Qualifications for benefiting from the program:• Student loan borrowers with careers in qualifying public service jobs.
• The borrowers must work full-time for a qualifying employer, such as a federal or local government agency, or an eligible non-profit organization.
• 120 (or about 10 years’ worth of) on-time and in full payments.
• Student borrowers must have taken out direct loans from the federal government. (Private loans and non-direct government loans don't qualify). That being said, borrowers may qualify if they consolidate their existing debt into direct loans.
• Borrowers must be enrolled in a qualifying repayment program. (Note: there are nine student loan repayment options, some of which qualify while others do not.)
According to the U.S. Department of Education, as of Feb. 28, slightly less than 13,000 unique applications had been received. Unfortunately, student loan borrowers are in the millions and many took out non-qualifying loans to pay for their studies. Tens of thousands of these borrowers are believed to have mistakenly enrolled in the wrong repayment program, which means they likely won’t qualify to benefit from the program. The budget deal we're referring to includes $350 million "to remain until expended" on a first-come, first-serve basis. This is in hopes to help student loan borrowers who discovered they are ineligible for debt forgiveness.

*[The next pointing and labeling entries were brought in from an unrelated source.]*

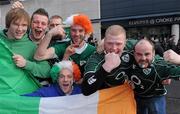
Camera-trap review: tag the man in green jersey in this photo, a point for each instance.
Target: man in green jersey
(77, 49)
(147, 74)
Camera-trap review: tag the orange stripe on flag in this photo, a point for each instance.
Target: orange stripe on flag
(117, 100)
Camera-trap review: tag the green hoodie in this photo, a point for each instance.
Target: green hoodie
(19, 80)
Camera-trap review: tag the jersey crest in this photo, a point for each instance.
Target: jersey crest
(147, 71)
(125, 58)
(82, 63)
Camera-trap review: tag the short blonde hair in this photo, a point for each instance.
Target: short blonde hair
(115, 30)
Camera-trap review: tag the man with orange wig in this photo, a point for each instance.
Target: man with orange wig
(77, 49)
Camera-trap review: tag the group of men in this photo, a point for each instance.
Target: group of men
(90, 70)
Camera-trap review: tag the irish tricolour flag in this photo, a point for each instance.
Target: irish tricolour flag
(116, 100)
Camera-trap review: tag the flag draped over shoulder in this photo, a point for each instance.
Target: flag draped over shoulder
(14, 81)
(116, 100)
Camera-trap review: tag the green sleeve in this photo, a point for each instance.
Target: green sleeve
(38, 68)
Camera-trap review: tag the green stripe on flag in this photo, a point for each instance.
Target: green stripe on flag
(19, 105)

USA Today also detailed that “The Department of Education must compare a borrower's most recent monthly repayment with the payment for the same month in the prior year. Those who were paying less than they would have in a qualified repayment program aren't eligible for loan forgiveness.” Additionally, “the compromise also earmarks $2.3 million for outreach efforts to borrowers who would have qualified for loan forgiveness but mistakenly chose or were misled into incorrect options.”